When reading in my book Mathematical statistics and Data Analysis (Ross), I figured there where two different methods to compute the estimate $s_{\bar{X}}$, with $\bar{X} = \frac{1}{n}\sum_{i=1}^n X_i$. The first is $$s_{\bar{X}} = \sqrt{\frac{\sum_{i=1}^n (X_i - \bar{X})^2}{n-1}}$$ and the second is $$s_{\bar{X}} = \sqrt{\frac{s^2}{n}(1-\frac{n}{N})}$$

In Example A in section 11.3 in the book, we have the following table of values: \begin{matrix} Before & After & Difference \\ 25 & 27 & 2 \\ 25 & 29 & 4 \\ 27 & 37 & 10 \\ 44 & 56 & 12 \\ 30 & 46 & 16 \\ 67 & 82 & 15 \\ 53 & 57 & 4 \\ 53 & 80 & 27 \\ 52 & 61 & 9 \\ 60 & 59 & -1 \\ 28 & 43 & 15 \end{matrix}

From the column of differences, $\bar{D}=10.27$ and they say $s_{\bar{D}}$ is 2.40. This answer is true for the second method of computing I described above. In this case, $N=\infty$ is used. When computing this with the first method, the answer would be 7.94.

Now my question is: when do I use the first method and when the second? Maybe the answer is simple, but I can't figure it out by myself.

Answer 1

The first equation is $not$ for standard error of $\bar X$, it is for the sample standard deviation $S$. The standard error of $\bar X$ is $S/\sqrt{n}.$ The second equation looks as if you are sampling $n$ individuals from a finite population of size $N$. Careful reading of the context of these equations will probably clarify things for you. Ross is pretty careful about specifying conditions.

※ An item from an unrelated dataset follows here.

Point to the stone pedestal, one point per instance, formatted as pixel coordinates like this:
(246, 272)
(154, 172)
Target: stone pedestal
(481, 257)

Here are computations from R, verifying what you say about the column of differences:

 d = c(2,4,10,12,16,15,4,27,9,-1,15)
 mean(d)
 ## 10.27273
 sd(d)
 ## 7.9761  # S
 sd(d)/sqrt(length(d))
 ## 2.404885 # SE

In this case the standard error seems to be for sampling with replacement or for sampling without replacement from a population viewed as (essentially) infinite. When $n$ is much smaller than $N$ the second factor under the square root sign (second formula) is very nearly unity.